Mostly kidding, but yes I would be put off by that. I would do a gc to the place they were registered or cash for what I could afford.
Post # 5
Honestly if I came across this registry for a wedding I was going to I’d slip a $50 giftcard of some sort in an envelope and call it a day.
I think registries are tacky to begin with, but registering for all expensive items? That’s a hard no for me. Completely inconsiderate and making too many assumptions.
Post # 6
Not kidding here! I would definitely do a $50 gift card….I might be nice enough to make it a plain VISA. She’d be lucky to get that much from me because I don’t cater to that kind of foolishness!
Post # 7
I find it selfish.
We did the high-low method as well. I belive the highest priced item on our registray is $900 and the lowest is $10. If someone wants to buy a gift, I wanted to be sure they were able to find something within their price range without stress.
I did the registrey not for me, but for the guests really. It takes the guess wor out of gift or no gift, what do they like, what do they need etc. Some people just feel obligated to gift give for weddings but you dont want money to be a stumbling block.
Though on the flip side, maybe she is hoping people will pool their money together to buy the items?
Post # 8
i don’t know if “tacky” is the right word, but it’s definitely not very thoughtful.
One wedding we went to they did only have 2 items under $300 on their registry.. but they had a total of maybe 10 items on the registry anyway (i.e. they were hoping for cash–which is fine!). Still, having those two token items that were about $100 meant anyone who checked the registry would feel fine giving a $100 check (at least, I did! lol). If someone literally has nothing on their registry under $300 its almost like telling your guests “give me at least $300 if you want to attend”.
At least, that’s how I interpret it.
I do NOT see the harm in putting a $1200 item on the registry–oftne registries offer completion discounts, so I have a $550 stroller on my baby registry, for example, not becuase I want someone to buy it (in fact I’ve marked it as “purchased” to make sure no one does) but because I want to buy it for 15% off!
Finally, I think pointing out the registrar is not well-to-do and believing that means they should therefore only ask for inexpensive items is incredibly tacky. So your friend is certainly no better than her SIL. Worse, in my mind.
Post # 9
Spoiled and selfish? Usually. Tacky? Perhaps.

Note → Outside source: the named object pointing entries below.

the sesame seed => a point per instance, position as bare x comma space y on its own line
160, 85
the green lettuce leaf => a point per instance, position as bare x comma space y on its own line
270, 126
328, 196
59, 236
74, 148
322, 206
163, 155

If you’re a Kardashian, no one would bat an eye and Chrissy Teigan will probably give those $1200 knives. But those are all things the Kardashians are easily able to afford as well as likely every single person who would be invited to their shower and it is in line with what they already have. Still might be a little tacky to think others will spend that much on you.
For those who are not a Kardashian, then I think usually and perhaps turn into definately.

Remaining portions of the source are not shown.